Chances are, if you are a functioning, literate adult, you already use these concepts everyday. And because I’m good at belaboring the obvious, I’ll point out exactly where.
Addition & Subtraction
Paycheck – Bills = Savings
Savings – Extra Spending = Less Savings
The more you spend, the less you save. The less you save, the less you have to spend.
There are three ways to increase the amount you have to spend:
- Win the lottery.
- Work more.
- Put your money to work (keep reading).
You may have noticed that I didn’t included borrowing on this short list.
In the short run, borrowing does increase spendable cash, but in the long run, the cost of borrowing (interest), coincided with the fact that you have to pay the money back, reduces what you can spend freely.
% Percentages %
Most of us want to be able to spend more. Don’t misread me, this doesn’t necessarily mean we want to spend more selfishly. Spending can also mean giving.
So what is more? More is a relative term, that’s what it is.

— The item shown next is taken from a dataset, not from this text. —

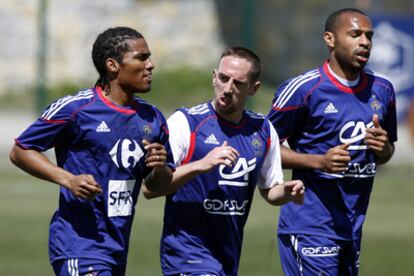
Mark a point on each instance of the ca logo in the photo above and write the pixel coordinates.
(129, 157)
(241, 169)
(353, 132)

Spending more and saving more require a point of comparison and that’s where percentages come in.
A small purchase.
A good rate of return on an investment.
A $100 pair of pants might not be a big purchase for some one who makes $120,000/year, but for someone who makes just $12,000/year, that’s 10% of their monthly income.
8% may seem like a great return on an investment, but not when a comparable alternative is yielding 12%?
Using percentages gives us a big picture of where all of the pieces fit into our financial puzzle.